The impact of the pandemic on prisoners kept in jail on grounds many believe to be politically motivated has already been severe. Siddique Kappan, a Muslim journalist charged under the UAPA after he was arrested last October while travelling to report on a rape in Uttar Pradesh, was infected with Covid-19 in jail in April. Kappan, who has diabetes, was eventually taken to hospital after collapsing, where he was handcuffed to a hospital bed for four days and not allowed to go to the toilet, forced instead to urinate into a bottle. He was later discharged back to prison, still Covid-19 positive and suffering symptoms.
Several anti-CAA activists, including Umar Khalid and Khalid Saifi, who are both in jail under the UAPA pending trial, have also caught Covid in prison and, their families say, have been denied proper treatment.
Saifi, one of the founders of the activist group United Against Hate, has been in Delhi’s Mandoli jail since his arrest in February 2020. He developed coronavirus symptoms more than 20 days ago but no tests were being done because he said prison officers were worried it would “cause trouble”. After his lawyers raised his case in court, Saifi was finally tested and given expired paracetamol.
“Khalid called me in a bad state after he heard about Natasha’s father,” said his wife, Nargis Saifi. “He is really worried about his own mother, who is 80, and kept saying, ‘If someone in my family dies, if my mother dies, or you die, then I would never have been able to see you again.’”
The Ministry of Home Affairs did not respond to requests for comment.

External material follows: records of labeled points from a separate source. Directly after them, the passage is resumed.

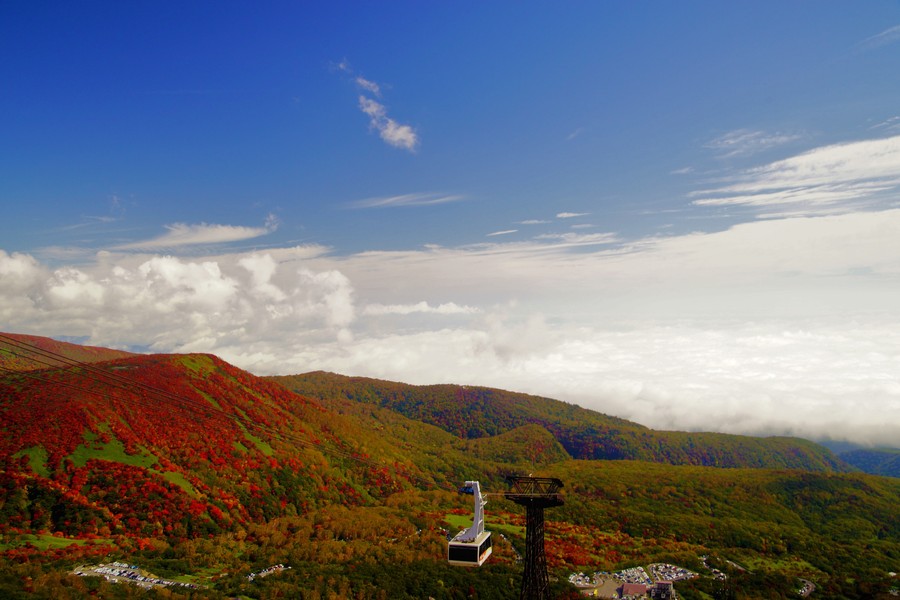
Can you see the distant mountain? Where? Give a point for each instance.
(471, 412)
(877, 461)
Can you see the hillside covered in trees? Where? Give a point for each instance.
(203, 473)
(475, 412)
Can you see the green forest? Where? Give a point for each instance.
(202, 474)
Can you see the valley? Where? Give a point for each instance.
(202, 473)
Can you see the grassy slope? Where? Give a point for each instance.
(18, 358)
(475, 412)
(343, 522)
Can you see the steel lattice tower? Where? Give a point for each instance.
(535, 494)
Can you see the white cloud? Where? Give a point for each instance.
(369, 86)
(683, 171)
(181, 234)
(418, 199)
(580, 239)
(886, 37)
(783, 326)
(850, 174)
(393, 133)
(744, 142)
(447, 308)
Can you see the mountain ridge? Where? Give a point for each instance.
(472, 412)
(192, 467)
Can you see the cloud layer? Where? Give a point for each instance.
(783, 326)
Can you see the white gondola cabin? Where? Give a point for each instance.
(471, 547)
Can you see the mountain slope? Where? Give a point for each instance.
(876, 461)
(192, 468)
(474, 412)
(19, 352)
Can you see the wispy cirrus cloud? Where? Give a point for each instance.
(831, 178)
(181, 235)
(420, 199)
(744, 142)
(580, 239)
(392, 132)
(369, 86)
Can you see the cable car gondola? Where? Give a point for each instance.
(472, 546)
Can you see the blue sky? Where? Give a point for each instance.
(686, 214)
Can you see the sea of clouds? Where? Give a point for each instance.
(781, 327)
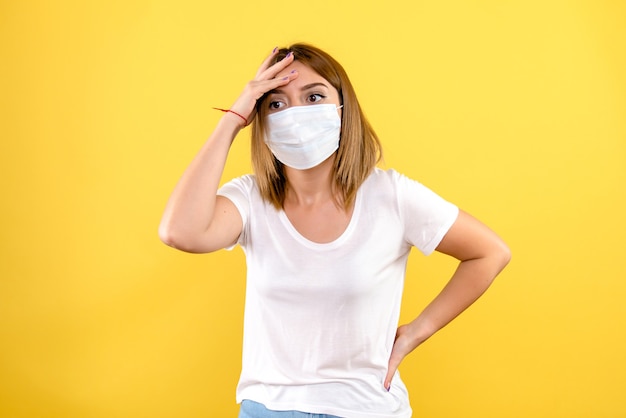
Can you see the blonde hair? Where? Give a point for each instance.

Apoorvanand described Narwal’s ordeal as “particularly heartbreaking”. Her mother died when she was 13 so her father, a scientist and political activist, had raised his only daughter and her brother, Akash, as a single parent, in a household imbued with the same progressive values that had shaped his life.

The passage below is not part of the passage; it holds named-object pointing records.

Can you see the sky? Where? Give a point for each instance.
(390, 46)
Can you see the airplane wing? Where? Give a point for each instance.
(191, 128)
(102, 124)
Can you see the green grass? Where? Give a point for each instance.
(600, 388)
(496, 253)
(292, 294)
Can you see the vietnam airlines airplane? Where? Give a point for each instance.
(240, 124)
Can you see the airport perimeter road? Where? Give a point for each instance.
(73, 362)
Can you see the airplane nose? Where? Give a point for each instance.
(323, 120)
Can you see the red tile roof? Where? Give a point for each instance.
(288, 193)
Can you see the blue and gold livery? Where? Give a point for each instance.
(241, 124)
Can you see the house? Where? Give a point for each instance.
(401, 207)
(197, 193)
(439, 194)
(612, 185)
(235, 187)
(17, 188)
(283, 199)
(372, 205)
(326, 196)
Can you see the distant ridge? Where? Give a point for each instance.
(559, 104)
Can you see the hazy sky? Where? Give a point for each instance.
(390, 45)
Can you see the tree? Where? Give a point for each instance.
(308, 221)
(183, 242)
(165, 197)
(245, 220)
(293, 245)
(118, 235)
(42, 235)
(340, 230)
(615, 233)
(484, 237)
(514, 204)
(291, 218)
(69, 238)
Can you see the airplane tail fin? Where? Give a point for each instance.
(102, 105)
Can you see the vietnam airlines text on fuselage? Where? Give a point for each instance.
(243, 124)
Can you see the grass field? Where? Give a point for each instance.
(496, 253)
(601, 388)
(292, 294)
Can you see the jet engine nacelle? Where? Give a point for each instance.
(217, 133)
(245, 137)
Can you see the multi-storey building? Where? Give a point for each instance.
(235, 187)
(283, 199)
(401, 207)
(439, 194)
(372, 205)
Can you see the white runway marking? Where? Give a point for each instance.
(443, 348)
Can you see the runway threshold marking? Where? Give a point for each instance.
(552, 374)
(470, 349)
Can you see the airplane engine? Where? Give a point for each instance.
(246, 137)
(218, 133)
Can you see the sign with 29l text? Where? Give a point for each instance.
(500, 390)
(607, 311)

Mahavir Narwal was, according to Meera Sanghamitra, an Indian human rights activist, “very proud” of Natasha’s activism, first as a co-founder of Pinjra Tod, a collective fighting for better rights and protection of women on university campuses, and then of her support to the peaceful women-led protests in Delhi opposing CAA.
“Their relationship was so beautiful; they weren’t just father and daughter, they were allies,” said Sanghamitra.